Meine Neugierde war erweckt. »Hast du mal mit ihm Stress gehabt oder warum bist du so sauer auf ihn?«, fragte ich und grub gleichzeitig im Gedächtnis. Wann war Riikka vor Bregenz schon einmal mit Miercoledi zusammengekommen? Mir fiel nur eine »Carmen« in Wien ein, bei der Riikka die Titelrolle und Miercoledi den Don Jose – damals vor acht oder neun Jahren war er noch als Tenor unterwegs gewesen – gesungen hatte.

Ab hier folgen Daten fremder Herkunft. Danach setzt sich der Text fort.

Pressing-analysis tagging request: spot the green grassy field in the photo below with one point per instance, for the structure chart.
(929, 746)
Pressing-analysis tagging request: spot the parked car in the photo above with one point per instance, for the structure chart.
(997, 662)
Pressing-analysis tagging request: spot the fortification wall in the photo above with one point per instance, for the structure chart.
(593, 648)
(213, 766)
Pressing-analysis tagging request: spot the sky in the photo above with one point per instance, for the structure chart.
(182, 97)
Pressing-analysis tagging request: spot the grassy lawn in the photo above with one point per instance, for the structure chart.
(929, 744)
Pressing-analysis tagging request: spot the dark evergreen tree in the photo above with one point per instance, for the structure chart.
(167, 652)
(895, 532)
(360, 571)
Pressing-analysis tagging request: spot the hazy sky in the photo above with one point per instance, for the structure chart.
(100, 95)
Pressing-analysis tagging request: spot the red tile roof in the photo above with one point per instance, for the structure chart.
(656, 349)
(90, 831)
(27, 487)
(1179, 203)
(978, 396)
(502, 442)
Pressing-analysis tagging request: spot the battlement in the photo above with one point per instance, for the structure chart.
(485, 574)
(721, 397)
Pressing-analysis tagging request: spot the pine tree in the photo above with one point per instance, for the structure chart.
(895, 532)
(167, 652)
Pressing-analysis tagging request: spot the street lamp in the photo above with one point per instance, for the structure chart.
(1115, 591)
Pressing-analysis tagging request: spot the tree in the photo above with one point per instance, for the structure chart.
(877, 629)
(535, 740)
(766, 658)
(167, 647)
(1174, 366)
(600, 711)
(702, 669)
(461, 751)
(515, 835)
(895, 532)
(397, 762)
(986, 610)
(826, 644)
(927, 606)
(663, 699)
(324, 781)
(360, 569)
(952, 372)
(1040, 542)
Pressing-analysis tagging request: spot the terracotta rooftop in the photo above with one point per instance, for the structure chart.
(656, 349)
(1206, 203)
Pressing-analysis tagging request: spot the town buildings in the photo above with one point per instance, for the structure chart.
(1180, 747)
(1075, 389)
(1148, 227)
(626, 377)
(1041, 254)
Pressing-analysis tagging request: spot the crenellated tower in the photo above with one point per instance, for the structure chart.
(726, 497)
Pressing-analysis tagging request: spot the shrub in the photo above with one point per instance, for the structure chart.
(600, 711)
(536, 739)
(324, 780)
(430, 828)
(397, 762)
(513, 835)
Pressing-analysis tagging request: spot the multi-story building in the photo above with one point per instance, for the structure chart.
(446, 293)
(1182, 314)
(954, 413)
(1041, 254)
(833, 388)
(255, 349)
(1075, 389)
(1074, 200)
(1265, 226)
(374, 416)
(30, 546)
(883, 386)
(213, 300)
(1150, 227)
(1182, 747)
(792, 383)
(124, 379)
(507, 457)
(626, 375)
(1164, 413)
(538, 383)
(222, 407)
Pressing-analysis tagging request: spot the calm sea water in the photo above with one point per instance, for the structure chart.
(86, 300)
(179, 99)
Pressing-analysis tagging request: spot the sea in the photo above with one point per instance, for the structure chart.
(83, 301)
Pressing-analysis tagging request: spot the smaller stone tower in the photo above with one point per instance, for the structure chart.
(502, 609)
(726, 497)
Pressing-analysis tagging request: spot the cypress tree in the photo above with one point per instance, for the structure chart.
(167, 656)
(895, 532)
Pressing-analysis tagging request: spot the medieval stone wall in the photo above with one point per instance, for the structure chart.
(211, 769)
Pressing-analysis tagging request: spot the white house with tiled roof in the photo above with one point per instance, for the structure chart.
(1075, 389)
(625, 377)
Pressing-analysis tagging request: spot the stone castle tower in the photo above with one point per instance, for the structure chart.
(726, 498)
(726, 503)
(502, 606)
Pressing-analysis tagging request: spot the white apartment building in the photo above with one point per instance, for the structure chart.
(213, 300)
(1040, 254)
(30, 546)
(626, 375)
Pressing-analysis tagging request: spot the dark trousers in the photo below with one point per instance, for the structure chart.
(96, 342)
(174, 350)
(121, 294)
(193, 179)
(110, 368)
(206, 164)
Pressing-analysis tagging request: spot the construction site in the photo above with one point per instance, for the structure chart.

Und dann kam es auch schon: »Ich hatte zweimal das Vergnügen mit ihm. Das erste Mal war eine ›Carmen‹ in Wien – mein Debüt dort. Und das zweite Mal war ein Jahr danach – die Neunte10 in München. Beide Male war er stimmlich nicht eben in Form.« Sie atmete tief durch. »Menschlich auch nicht.« Wieder eine kleine Pause, dann ein bitteres Auflachen: »Darüber schweigt der Sängerin Höflichkeit wohl besser. Aber jetzt ist er tot – und ich werde ihn sicher nicht betrauern.«

7 Das heißt, dass er den Wolfram von Eschenbach in Richard Wagners »Tannhäuser« singt. Dessen Staats- und Prachtarie beginnt mit den Worten »O du mein holder Abendstern«.

8 Sixtus Beckmesser ist der penible Stadtschreiber in Wagners »Die Meistersinger von Nürnberg«.

9 lateinisch »Über die Toten nichts als Gutes«

10 Es gibt nicht wenige Komponisten, die neun (und mehr) Sinfonien geschrieben haben. Doch wenn Sänger von »der Neunten« reden, meinen sie die von Beethoven. Da sind sie ja am Schluss beteiligt.